Tyrrell: Curate your social media feed to cut through the lies

Eileen Tyrrell

Since the moment we each exited the womb, Gen Z has been putting up with a lot of complicated crap. 

See: pending world wars, the looming specter of climate change, national debt handed to us by our parents, the ramifications of late-stage capitalism…. Cheery, isn’t it? Of the conundrums facing my generation, though, the duplicitous nature of social media particularly stands out for its ability to create a pain that is at once shared and intensely personal. 

Our experiences on social media take shape and grow roots in our minds before we even realize they’re there, and then BAM — we’re saddled with body dysmorphia and depression. (I’m speaking here mainly of Instagram and other visual-heavy platforms, because no one likes seeing a person who has their life together on Twitter. Twitter is exclusively for gathering a live audience for the worst moments of your life.)

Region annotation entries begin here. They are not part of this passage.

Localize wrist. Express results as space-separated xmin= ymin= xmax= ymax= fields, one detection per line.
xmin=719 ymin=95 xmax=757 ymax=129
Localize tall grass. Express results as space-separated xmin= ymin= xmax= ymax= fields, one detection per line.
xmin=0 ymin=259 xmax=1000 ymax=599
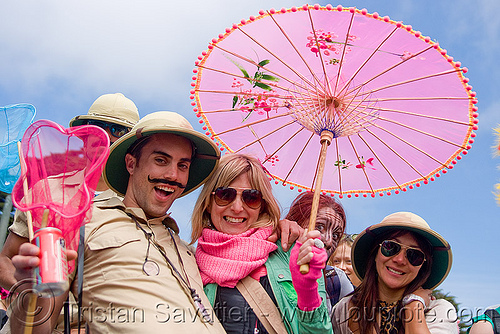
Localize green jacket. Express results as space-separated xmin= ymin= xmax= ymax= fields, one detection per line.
xmin=204 ymin=240 xmax=333 ymax=334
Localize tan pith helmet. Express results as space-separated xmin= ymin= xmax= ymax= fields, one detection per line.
xmin=351 ymin=212 xmax=453 ymax=290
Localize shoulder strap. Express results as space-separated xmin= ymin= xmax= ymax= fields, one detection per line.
xmin=236 ymin=276 xmax=287 ymax=334
xmin=484 ymin=309 xmax=500 ymax=334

Like many other college-aged women, my relationship with social media is a mixed bag. I’m obsessed with it… and I also hate the way it makes me feel. One of the only decisions I have made within the last couple of years that actually makes me feel better about the time I spend on social media is to carefully curate who I am following, and therefore, what content I see. The second someone that I’m following posts something that makes me feel like garbage about my own body or life, they get cut. I don’t just eliminate the negative accounts, though; I seek out content that actively BOOSTS my mental health. And by FAR the account that has been most successful at that is an anonymous Instagram user with 86,700 followers and the username “@problematicfame.” 

What @problematicfame does is simple and powerful: She concisely, and respectfully, points out the ways in which celebrities have altered their appearance, whether via cosmetic surgery or photo editing. And, critically, she does so exclusively for celebrities that claim to have never altered their appearances in any way.

A recent example I found particularly compelling was a “then and now” post on Bella Hadid. (For those who don’t know, Bella Hadid is one of the most famous supermodels of our day. Her face makes millions of dollars for the most prestigious fashion houses in the world.) Hadid has always insisted that she has never had any work done on her face, but in @problematicfame’s side-by-side comparison of Hadid’s face now and from years ago, it is just so visually obvious that she has had work done that it becomes a little mind-boggling to think Hadid actually wants us to attribute those changes to makeup or puberty. Instead of ogling at how impossible and beautiful Bella Hadid’s face is, now I can look at it and see exactly how it was changed. @problematicfame cut through the lie in one graceful post.

I want to make it clear that I don’t think there is anything inherently wrong with cosmetic surgery; everyone has a right to do what makes them feel most beautiful. But getting work done and lying about it, or using Photoshop to make yourself look slimmer and then posting that photo to thousands of impressionable followers, is different. Scientific evidence showing a correlation between media use and rates of eating disorders, depression and body dysmorphia is mounting, and considering the serious damage these diseases can have on young people, being able to cut through the lies is crucial.

Most of the women on @problematicfame are stunningly beautiful both before and after their alterations. Somehow, though, seeing those dissatisfactions even in the most objectively attractive people on the internet puts my own body image into perspective.

When I can look at a photo of a beautiful woman on Instagram and see the ways in which she has digitally edited or altered her appearance, it doesn’t take away from her beauty; it just dramatically reduces how much I compare myself to her. I realize that she isn’t flawless, after all; she isn’t even fully satisfied with her appearance, just like me. She is simply a human being.